Faço pontualmente concertos infantis com os Mundos da Música, música para teatro com o Nuno Cintrão e companhia de teatro Byfurcação, toco com cantautores maioritariamente do Brasil, fiz agora uma série de concertos com a Yuliia Holub, cantora da Ucrânia que faz arranjos jazzísticos de canções tradicionais ucranianas, também faço parte da direção da Pradmova, uma associação cultural e educacional de bielorrussos em Portugal, onde organizo encontros de cantigas tradicionais, dou aulas particulares e na escola do Hot Clube e tenho o meu projeto a solo, com música de todos os projetos para os quais componho. E espero que amanhã surjam coisas novas.
Tens explorado mundos musicais muito distintos. Como consegues trabalhar em simultâneo estes universos tão diferentes e particulares?
A música é linda. Dá-me uma felicidade grande quando penso que aconteceu tornar-me música. Não acho que os mundos sejam assim tão distintos, todos nós temos tantas faces. Vejo esses universos como estações do ano ou celebrações diferentes da mesma terra.

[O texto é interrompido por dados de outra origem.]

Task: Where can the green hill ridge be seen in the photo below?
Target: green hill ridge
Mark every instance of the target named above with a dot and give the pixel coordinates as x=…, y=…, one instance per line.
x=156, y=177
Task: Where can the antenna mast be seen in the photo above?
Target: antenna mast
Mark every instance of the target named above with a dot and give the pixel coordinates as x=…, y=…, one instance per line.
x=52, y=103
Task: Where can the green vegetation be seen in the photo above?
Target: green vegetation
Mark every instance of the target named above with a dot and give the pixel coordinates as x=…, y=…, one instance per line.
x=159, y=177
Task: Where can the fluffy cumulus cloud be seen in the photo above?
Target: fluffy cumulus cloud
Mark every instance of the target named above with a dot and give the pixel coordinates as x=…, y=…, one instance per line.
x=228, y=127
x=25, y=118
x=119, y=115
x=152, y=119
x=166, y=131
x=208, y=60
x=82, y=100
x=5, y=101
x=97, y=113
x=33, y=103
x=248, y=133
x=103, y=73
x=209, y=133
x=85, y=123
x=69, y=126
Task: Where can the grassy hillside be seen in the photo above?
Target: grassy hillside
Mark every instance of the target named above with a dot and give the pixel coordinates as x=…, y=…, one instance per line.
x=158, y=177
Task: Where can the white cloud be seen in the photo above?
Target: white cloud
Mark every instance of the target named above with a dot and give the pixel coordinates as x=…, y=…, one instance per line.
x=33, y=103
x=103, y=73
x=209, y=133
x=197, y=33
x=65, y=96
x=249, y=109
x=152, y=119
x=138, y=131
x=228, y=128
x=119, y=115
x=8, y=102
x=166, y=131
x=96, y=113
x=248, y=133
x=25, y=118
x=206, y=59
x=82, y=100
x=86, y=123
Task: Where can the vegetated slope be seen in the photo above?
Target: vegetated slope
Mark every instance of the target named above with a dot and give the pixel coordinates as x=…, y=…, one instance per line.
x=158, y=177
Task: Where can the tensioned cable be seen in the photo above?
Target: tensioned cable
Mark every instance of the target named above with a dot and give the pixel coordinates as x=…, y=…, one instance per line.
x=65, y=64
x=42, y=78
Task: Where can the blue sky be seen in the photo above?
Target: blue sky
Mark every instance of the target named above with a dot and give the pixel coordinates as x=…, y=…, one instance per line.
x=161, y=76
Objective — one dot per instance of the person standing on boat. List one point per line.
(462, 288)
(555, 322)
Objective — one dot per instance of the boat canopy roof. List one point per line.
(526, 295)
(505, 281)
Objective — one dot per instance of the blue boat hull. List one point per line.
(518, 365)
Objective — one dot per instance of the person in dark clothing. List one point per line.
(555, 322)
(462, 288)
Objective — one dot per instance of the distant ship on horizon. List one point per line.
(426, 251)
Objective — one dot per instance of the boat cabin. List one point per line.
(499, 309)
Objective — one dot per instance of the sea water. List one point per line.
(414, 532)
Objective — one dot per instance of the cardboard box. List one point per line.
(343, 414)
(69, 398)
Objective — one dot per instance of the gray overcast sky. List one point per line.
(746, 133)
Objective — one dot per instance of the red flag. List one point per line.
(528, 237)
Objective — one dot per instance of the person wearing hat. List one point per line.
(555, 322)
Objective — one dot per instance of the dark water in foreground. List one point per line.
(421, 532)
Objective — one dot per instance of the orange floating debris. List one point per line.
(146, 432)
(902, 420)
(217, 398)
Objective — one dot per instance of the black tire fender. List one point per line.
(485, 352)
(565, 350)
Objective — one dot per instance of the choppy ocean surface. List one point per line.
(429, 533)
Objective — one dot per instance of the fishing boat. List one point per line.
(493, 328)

Quais são os teus planos para os próximos tempos?
Hmmm, o conceito de planos ficou vago nestes últimos dois anos… Tenho muitos, quero sempre tudo! Sei que quando queremos muito, quando caímos dói mais, então é preciso planear com mais calma. No entanto sonho muito e continuo a querer sempre tudo! Planos mais próximos são fazer um ou dois novos videoclipes, estou a fazer uma série de podcasts sobre a música de Leste para a Rádio Olisipo, escrever a tese, arranjar mais concertos com “Mova Dreva” e a solo, continuar a dar aulas de português para bielorrussos que estão a chegar à Portugal... e a lista não acaba!
Uma questão para além da música: sendo oriunda de um país próximo do conflito, como estás a sentir esta guerra na Ucrânia?
Está a doer muito. Qualquer conflito, qualquer guerra, independentemente do lugar onde acontece não tem justificação, não tem propósito, não tem desculpa. Sinto que nós, seres humanos, não estamos a aprender com a nossa própria história e isso deixa-me extremamente triste. Os valores estão trocados. O poder corrompe e tenho pensado que conseguir ser coerente consigo próprio, conseguir manter a consciência e o bom senso é das maiores sabedorias e conquistas. Os bielorrussos estão há vinte e oito anos a lidar com este governo insano e estão a lutar ao lado dos ucranianos com esperança e crença de que isto tudo termine brevemente para os dois países. Estou há três meses com o coração apertadíssimo. Por cá fiz concertos solidários, comecei a dar aulas de português aos bielorrussos que têm chegado da Ucrânia e da Bielorrússia e aos poucos vamos ajudando com o que conseguimos.